The pesticide chlorpyrifos would be banned in Washington except for use on three crops under a bill introduced Jan. 20 in the state Senate.
Mint, onion and sweet corn growers would be able to use the chemical. Other farmers could apply for an exemption, too, but they would have to alert neighbors prior to spraying and warn that exposure to chlorpyrifos could harm young and unborn children.
The bill’s prime sponsor, Sen. Christine Rolfes, D-Bainbridge Island, said the Environmental Protection Agency has punted on deciding whether to ban chlorpyrifos nationwide. “It just appears to be a chemical we should be weaning ourselves off of,” she said.
The EPA concluded in 2016 that the current registered uses of chlorpyrifos pose dietary and drinking water risks and says it will complete a review of those uses by October 2022.
California, Hawaii and New York have moved to phase out chlorpyrifos in those states before then. Washington, Oregon, California are among the eight states seeking to force an immediate national ban by suing the EPA in the 9th U.S. Circuit Court of Appeals.
Farm groups and the USDA defend chlorpyrifos as essential for crop protection and safe if properly applied.
Washington Friends of Farms and Forests executive director Heather Hansen said the state should wait for the EPA to finish its review. “The entire bill is an end-run around the existing process,” she said.

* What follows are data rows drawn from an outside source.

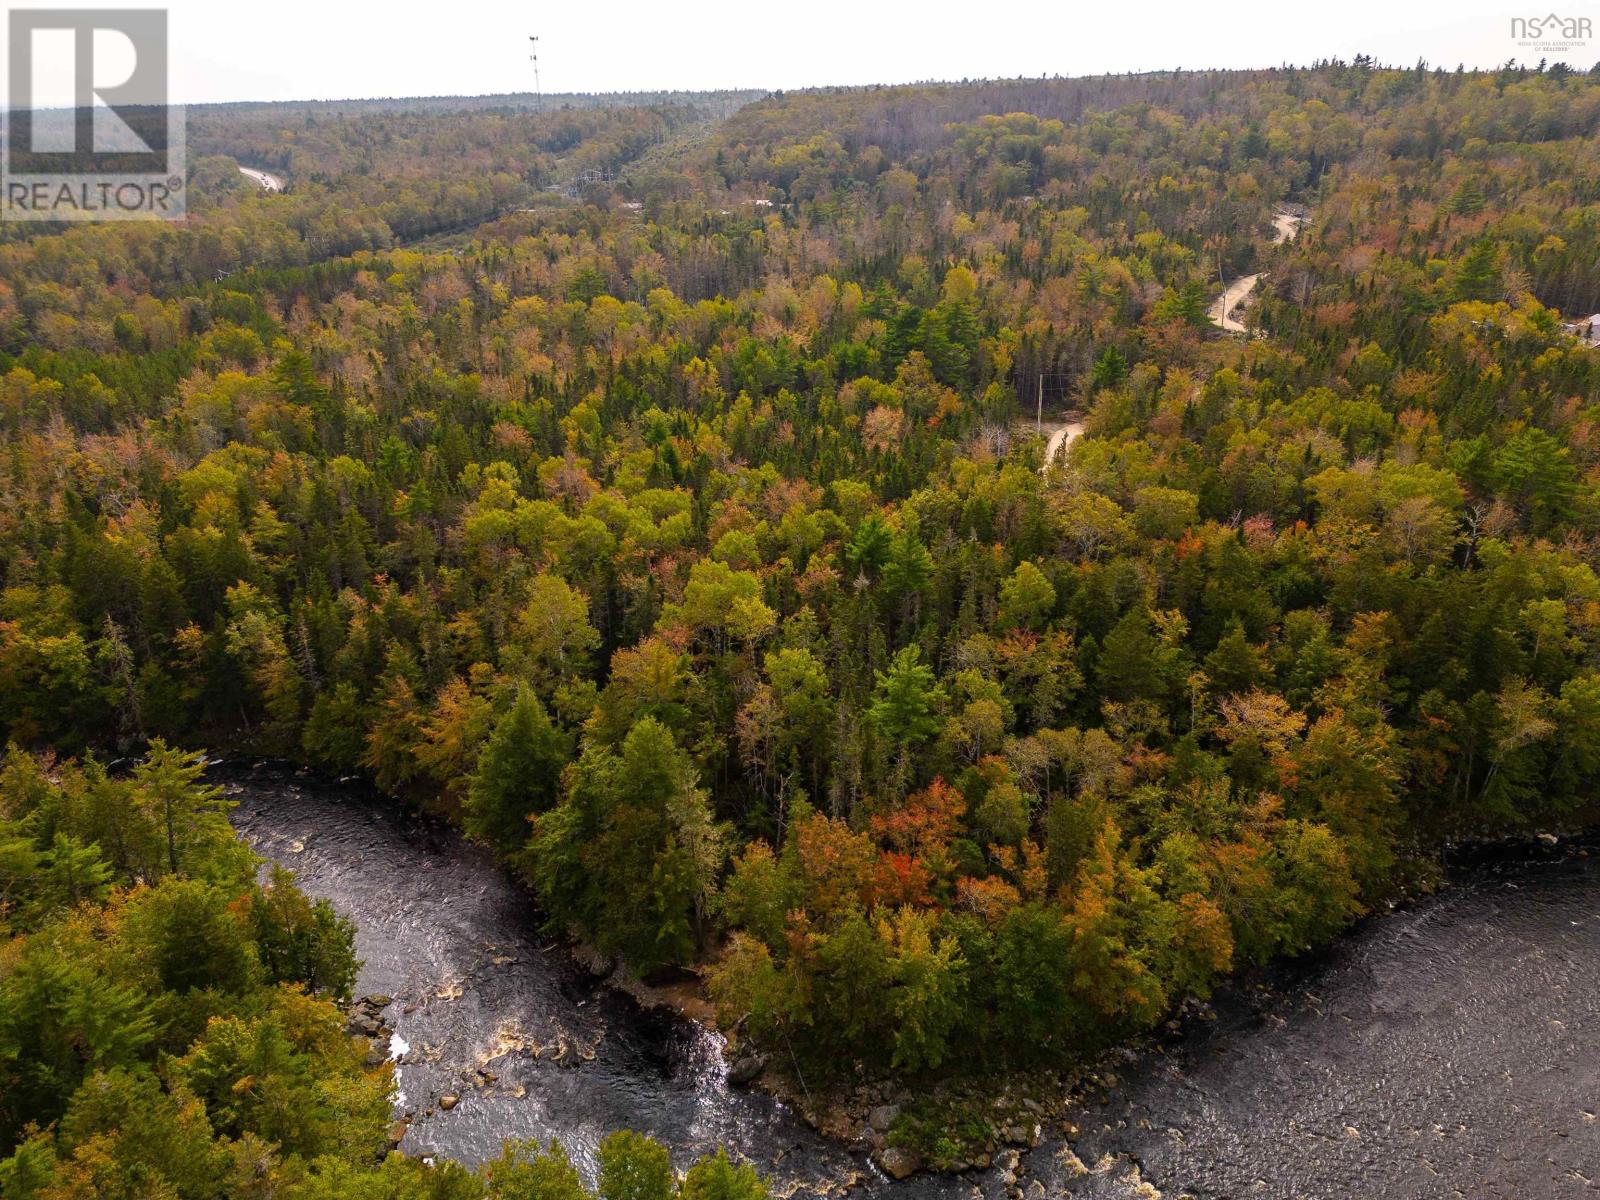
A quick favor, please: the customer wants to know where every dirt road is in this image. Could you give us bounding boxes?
[1270,208,1304,244]
[1209,207,1305,332]
[238,166,283,191]
[1208,273,1261,333]
[1040,419,1086,474]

A ban could hurt even growers who rarely spray chlorpyrifos, but use it to supplement or back up other chemicals, she said. “You take a tool out of the toolbox, you make it much more difficult to protect crops,” she said.
The EPA has been considering a ban for several years. In comments submitted to the federal agency, the Washington State Department of Agriculture asked that any ban exempt mint, onions and sweet corn because those crops lack alternative pesticides.

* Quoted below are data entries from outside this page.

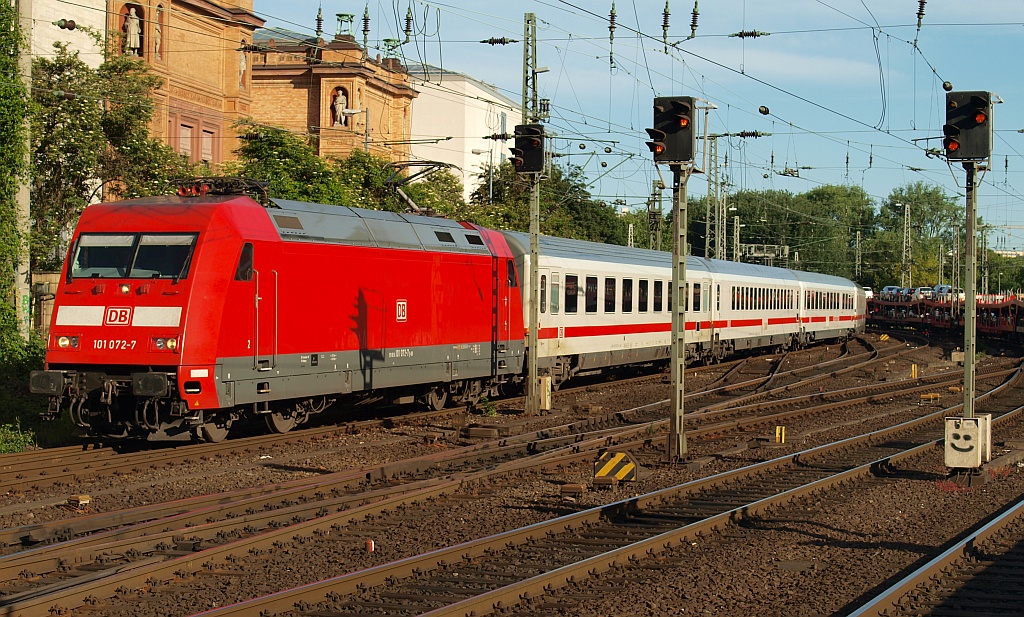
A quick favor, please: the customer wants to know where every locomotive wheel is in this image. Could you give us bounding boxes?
[426,388,448,411]
[200,421,230,443]
[265,411,298,434]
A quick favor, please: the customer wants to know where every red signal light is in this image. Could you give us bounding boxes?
[974,111,987,124]
[944,138,960,152]
[677,116,690,129]
[650,143,666,155]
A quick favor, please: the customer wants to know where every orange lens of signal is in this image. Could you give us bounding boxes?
[654,144,665,155]
[678,116,690,128]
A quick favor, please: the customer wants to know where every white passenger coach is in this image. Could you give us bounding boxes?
[503,232,866,388]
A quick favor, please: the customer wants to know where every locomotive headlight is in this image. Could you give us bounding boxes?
[119,283,130,294]
[57,336,80,349]
[153,337,178,351]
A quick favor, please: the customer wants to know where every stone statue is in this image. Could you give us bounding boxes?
[153,8,162,59]
[124,8,141,56]
[332,90,348,126]
[239,40,247,88]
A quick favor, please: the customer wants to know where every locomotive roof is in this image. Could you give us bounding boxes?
[267,199,491,255]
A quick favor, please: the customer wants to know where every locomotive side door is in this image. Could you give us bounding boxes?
[251,246,278,373]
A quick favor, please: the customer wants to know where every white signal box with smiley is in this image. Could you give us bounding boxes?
[944,415,991,469]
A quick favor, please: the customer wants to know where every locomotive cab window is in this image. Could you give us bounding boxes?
[70,233,197,280]
[235,242,254,281]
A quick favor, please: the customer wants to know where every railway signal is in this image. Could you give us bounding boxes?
[512,124,545,173]
[646,96,696,163]
[943,91,992,160]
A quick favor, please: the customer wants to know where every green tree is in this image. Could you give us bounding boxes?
[466,161,627,245]
[0,0,29,329]
[30,37,196,269]
[228,120,350,203]
[869,182,960,288]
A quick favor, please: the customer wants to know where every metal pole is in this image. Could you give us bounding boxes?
[733,216,740,262]
[488,149,493,204]
[363,108,369,153]
[963,162,977,419]
[669,165,690,460]
[15,0,33,338]
[526,174,540,416]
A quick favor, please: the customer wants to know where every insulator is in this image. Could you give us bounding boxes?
[917,0,926,22]
[362,8,370,36]
[479,37,517,45]
[663,2,671,31]
[405,7,413,39]
[737,131,761,138]
[690,2,699,37]
[731,30,766,39]
[609,3,616,33]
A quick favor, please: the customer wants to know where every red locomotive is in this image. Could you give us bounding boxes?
[31,179,863,442]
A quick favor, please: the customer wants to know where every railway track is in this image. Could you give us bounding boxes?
[849,486,1024,617]
[162,361,1024,616]
[0,351,1014,615]
[0,338,877,495]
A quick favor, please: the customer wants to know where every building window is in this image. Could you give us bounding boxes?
[179,124,193,158]
[201,130,214,162]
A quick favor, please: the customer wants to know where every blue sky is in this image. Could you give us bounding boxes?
[254,0,1024,246]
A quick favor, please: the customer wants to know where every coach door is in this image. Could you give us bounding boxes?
[493,257,518,372]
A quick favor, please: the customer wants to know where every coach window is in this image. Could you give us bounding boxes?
[507,260,518,288]
[605,278,616,312]
[667,283,672,311]
[586,276,598,313]
[654,281,663,312]
[693,283,703,312]
[565,275,579,314]
[622,279,633,313]
[551,274,560,314]
[639,280,649,312]
[234,243,253,281]
[540,275,547,313]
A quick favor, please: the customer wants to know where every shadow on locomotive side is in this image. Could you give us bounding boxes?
[30,178,865,444]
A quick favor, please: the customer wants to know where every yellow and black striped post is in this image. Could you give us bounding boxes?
[594,451,638,481]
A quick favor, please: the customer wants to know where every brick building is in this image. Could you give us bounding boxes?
[249,18,417,162]
[106,0,263,165]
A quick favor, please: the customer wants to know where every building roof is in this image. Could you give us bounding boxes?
[405,63,518,110]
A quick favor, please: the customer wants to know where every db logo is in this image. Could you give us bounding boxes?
[104,307,132,325]
[396,300,407,322]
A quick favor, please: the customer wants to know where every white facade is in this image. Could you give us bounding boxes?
[27,0,106,69]
[407,64,521,203]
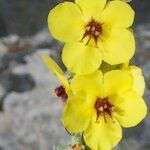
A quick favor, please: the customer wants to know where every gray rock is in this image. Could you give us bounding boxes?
[134,24,150,66]
[0,86,4,99]
[0,113,14,150]
[0,50,69,150]
[1,34,27,52]
[0,73,35,93]
[28,28,55,49]
[0,42,8,57]
[0,0,61,36]
[0,0,149,36]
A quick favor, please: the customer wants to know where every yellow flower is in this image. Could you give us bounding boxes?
[42,54,70,103]
[62,70,147,150]
[48,0,135,74]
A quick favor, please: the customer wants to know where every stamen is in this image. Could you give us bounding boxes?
[104,104,107,109]
[95,98,114,123]
[95,31,100,36]
[91,26,96,32]
[103,112,107,123]
[86,26,90,31]
[99,106,104,112]
[81,19,102,47]
[65,127,72,136]
[86,36,92,45]
[55,85,68,103]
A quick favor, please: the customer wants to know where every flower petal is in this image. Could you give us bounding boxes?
[103,70,132,96]
[62,93,93,132]
[71,70,103,96]
[48,2,84,42]
[101,0,134,28]
[102,28,135,65]
[62,43,102,75]
[42,54,69,88]
[112,90,147,128]
[75,0,106,21]
[127,66,145,96]
[84,117,122,150]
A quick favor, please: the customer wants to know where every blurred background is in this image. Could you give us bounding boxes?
[0,0,149,150]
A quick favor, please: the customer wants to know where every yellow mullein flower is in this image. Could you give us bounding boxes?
[62,70,147,150]
[42,54,70,103]
[48,0,135,74]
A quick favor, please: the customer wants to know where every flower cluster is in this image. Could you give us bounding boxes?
[43,0,147,150]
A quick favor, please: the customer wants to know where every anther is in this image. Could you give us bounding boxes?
[95,31,100,36]
[91,26,96,31]
[81,19,102,46]
[86,26,90,31]
[99,106,104,112]
[95,98,114,122]
[54,85,68,103]
[104,104,107,109]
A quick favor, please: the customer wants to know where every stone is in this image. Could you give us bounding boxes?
[0,86,4,99]
[0,42,8,57]
[1,34,26,52]
[0,113,14,150]
[0,50,69,150]
[28,28,55,49]
[0,73,35,93]
[0,0,149,36]
[0,0,61,36]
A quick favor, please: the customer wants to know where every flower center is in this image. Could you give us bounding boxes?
[81,19,102,46]
[55,85,68,103]
[95,97,114,122]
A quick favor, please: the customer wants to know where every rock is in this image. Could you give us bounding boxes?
[0,0,61,36]
[2,34,20,46]
[0,86,5,99]
[0,113,14,150]
[143,62,150,89]
[0,0,149,36]
[0,29,61,74]
[26,28,63,68]
[0,73,35,93]
[0,85,5,111]
[117,138,141,150]
[1,34,27,52]
[134,24,150,66]
[0,42,8,57]
[0,14,7,37]
[0,50,69,150]
[131,1,150,24]
[28,28,55,49]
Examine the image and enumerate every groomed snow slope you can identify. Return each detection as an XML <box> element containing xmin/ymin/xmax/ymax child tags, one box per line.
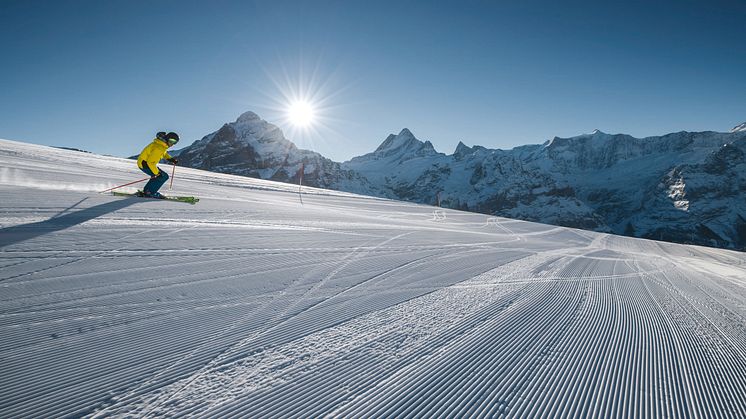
<box><xmin>1</xmin><ymin>138</ymin><xmax>746</xmax><ymax>418</ymax></box>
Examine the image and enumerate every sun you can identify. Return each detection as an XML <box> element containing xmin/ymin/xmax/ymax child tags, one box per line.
<box><xmin>247</xmin><ymin>56</ymin><xmax>353</xmax><ymax>154</ymax></box>
<box><xmin>288</xmin><ymin>101</ymin><xmax>315</xmax><ymax>127</ymax></box>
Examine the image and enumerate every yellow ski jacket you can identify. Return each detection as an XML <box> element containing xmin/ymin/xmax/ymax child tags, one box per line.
<box><xmin>137</xmin><ymin>139</ymin><xmax>172</xmax><ymax>175</ymax></box>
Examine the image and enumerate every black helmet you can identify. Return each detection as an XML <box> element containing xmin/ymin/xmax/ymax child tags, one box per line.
<box><xmin>165</xmin><ymin>132</ymin><xmax>179</xmax><ymax>146</ymax></box>
<box><xmin>156</xmin><ymin>131</ymin><xmax>167</xmax><ymax>141</ymax></box>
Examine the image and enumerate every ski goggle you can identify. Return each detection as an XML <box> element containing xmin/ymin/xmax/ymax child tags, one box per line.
<box><xmin>166</xmin><ymin>138</ymin><xmax>179</xmax><ymax>146</ymax></box>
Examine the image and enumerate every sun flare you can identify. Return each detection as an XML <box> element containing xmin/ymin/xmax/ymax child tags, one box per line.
<box><xmin>288</xmin><ymin>101</ymin><xmax>315</xmax><ymax>127</ymax></box>
<box><xmin>250</xmin><ymin>57</ymin><xmax>352</xmax><ymax>154</ymax></box>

For other crops, Rolfes’ legislation would ban products that have chlorpyrifos as its active ingredient beginning Jan. 1, 2021. Until Dec. 31, 2025, growers could seek permission from the state Department of Health to use chlorpyrifos, but with limits.
The chemical couldn’t be applied from the air or in winds above 3 mph. Nearby residents would have to be told 48 hours in advance and given a health warning.
The restrictions would remain in place unless the Washington Departments of Health and Ecology concluded the chemicals’ use was not a health risk.
Washington Tree Fruit Association President Jon DeVaney said that orchards typically use chlorpyrifos once a year while the trees are dormant.
A ban would not take into account how the chemical is used and whether every use poses a health risk, he said.
“These are very complicated, scientific questions that don’t lend themselves to a broad-brush, all-or-nothing approach,” DeVaney said.
Ashley Chesser, communications director of the Northwest Center for Alternatives to Pesticides, said the organization can support the bill, even with the exemptions and phase-in period.
“Ideally, we would end use completely, but we’re also sympathetic to growers who have been using it,” she said.
A bill to ban chlorpyrifos didn’t pass the Oregon Legislature last year. Chesser said she anticipates the proposal coming up again this year.